|Title||The importance of local factors and management in determining wheat yield variability in on-farm experimentation in Tigray, northern Ethiopia|
|Author(s)||Kraaijvanger, R.; Veldkamp, A.|
|Source||Agriculture, Ecosystems and Environment 214 (2015). - ISSN 0167-8809 - p. 1 - 9.|
Soil Geography and Landscape
|Publication type||Refereed Article in a scientific journal|
|Keyword(s)||Best practices - Farm management - Fertilizer application - Multiple linear regression - Soil properties|
Low crop yield in Tigray is one of the causes of food insecurity. Intervention work to increase yields, however, had only limited success and farmers often hesitated to adopt recommended practices. Considering this, we used participatory on-farm experimentation to arrive at best practices matching local preferences, complexity and context. Outcomes were evaluated at meta level and at site level, respectively to identify major sources of yield variability and direct relationships between yield and treatment, location and soil properties. About 56% of the total grain yield variability in our experiments was explained by a linear regression model with management, altitude and N-fertilizer input. When management was excluded, still 49% of the grain yield variability was explained by altitude, N-fertilizer input, N-total, organic-C, rainfall and K-exchangeable of the soil.
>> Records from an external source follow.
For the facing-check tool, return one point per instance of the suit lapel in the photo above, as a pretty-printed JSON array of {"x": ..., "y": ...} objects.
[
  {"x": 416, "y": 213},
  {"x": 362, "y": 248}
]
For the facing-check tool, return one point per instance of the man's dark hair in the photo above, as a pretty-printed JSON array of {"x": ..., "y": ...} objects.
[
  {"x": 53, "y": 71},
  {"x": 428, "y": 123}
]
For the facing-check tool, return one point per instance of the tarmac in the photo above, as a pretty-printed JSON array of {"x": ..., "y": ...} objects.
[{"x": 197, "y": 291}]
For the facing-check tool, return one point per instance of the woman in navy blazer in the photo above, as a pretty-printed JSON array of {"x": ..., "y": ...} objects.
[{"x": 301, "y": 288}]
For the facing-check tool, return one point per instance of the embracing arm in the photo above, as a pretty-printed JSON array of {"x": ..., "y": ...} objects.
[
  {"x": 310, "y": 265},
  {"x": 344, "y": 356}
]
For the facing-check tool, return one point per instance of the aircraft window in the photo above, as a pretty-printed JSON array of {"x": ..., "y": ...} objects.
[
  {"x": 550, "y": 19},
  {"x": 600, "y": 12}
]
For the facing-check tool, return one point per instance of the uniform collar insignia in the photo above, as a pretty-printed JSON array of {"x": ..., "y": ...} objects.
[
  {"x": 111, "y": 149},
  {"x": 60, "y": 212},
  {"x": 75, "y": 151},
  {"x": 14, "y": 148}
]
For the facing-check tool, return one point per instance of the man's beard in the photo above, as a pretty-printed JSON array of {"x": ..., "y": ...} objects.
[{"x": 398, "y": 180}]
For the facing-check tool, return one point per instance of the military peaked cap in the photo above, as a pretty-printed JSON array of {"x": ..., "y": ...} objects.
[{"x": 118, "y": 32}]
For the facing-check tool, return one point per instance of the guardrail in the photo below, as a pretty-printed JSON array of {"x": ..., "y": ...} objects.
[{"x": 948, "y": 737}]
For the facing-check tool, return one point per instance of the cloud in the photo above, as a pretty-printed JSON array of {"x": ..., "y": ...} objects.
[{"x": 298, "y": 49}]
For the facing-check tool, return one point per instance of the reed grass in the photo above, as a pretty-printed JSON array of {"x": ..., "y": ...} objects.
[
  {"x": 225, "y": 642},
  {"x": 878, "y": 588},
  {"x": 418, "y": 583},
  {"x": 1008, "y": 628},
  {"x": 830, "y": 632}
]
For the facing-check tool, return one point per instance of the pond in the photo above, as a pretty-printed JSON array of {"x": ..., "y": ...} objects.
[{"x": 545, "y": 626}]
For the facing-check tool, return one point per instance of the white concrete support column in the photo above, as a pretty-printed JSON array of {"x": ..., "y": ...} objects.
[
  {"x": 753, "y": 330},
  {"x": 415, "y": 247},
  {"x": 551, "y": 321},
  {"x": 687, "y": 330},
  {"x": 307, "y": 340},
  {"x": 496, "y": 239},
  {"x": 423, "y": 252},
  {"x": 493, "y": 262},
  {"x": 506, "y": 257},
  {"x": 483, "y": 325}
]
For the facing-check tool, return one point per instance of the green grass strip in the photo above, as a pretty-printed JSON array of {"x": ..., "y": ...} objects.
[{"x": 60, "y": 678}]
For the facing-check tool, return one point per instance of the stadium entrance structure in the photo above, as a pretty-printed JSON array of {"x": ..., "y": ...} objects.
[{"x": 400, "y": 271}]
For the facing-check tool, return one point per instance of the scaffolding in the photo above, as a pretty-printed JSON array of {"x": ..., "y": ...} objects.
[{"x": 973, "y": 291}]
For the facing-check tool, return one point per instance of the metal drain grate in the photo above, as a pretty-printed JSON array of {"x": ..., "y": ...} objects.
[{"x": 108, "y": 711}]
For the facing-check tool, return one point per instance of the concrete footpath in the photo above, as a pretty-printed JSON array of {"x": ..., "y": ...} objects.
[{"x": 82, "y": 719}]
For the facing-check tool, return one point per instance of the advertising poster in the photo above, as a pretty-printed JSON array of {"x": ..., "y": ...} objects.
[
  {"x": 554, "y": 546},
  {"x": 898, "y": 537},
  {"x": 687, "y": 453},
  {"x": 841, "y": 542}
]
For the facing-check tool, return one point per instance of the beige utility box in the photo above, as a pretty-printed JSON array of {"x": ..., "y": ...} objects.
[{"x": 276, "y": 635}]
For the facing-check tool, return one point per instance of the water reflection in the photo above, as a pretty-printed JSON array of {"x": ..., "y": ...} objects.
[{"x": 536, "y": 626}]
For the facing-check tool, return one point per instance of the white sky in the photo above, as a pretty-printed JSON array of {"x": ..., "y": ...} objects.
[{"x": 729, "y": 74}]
This indicated that grain yield was very location specific and related, next to treatment effects, to local climate and soil conditions. Excluding management, straw yield variability was explained for approximately 38% by including N-fertilizer input, the soil stoniness, soil P-content and the slope of the field as predictors. This indicated strong location dependent variability. Again excluding management, fertilizer responses were mainly explained by soil characteristics, which together with the inputs explained almost half of the total response variability. Focusing specifically on the relation between soil properties (N-total, P-available and K-exchangeable) and response to recommended fertilizer application we found this relation indeterminate, except for N. Differences in yields between recommended application and farmer managed fields were limited and non-significant. We concluded that (1) defining best practices is a location specific and tailor-made task which requires the involvement of farmers to deal with local preferences and context and (2) on-farm experimentation includes such local environment and farmer-related variability. Our participatory approach using on-farm experimentation demonstrated why a one-size-fits-all strategy, i.e. blanket recommendations, will not work unconditionally in Tigray. Both grain and straw yield were determined by the complex local interplay of farmer management, soil properties, landscape and fertilizer input.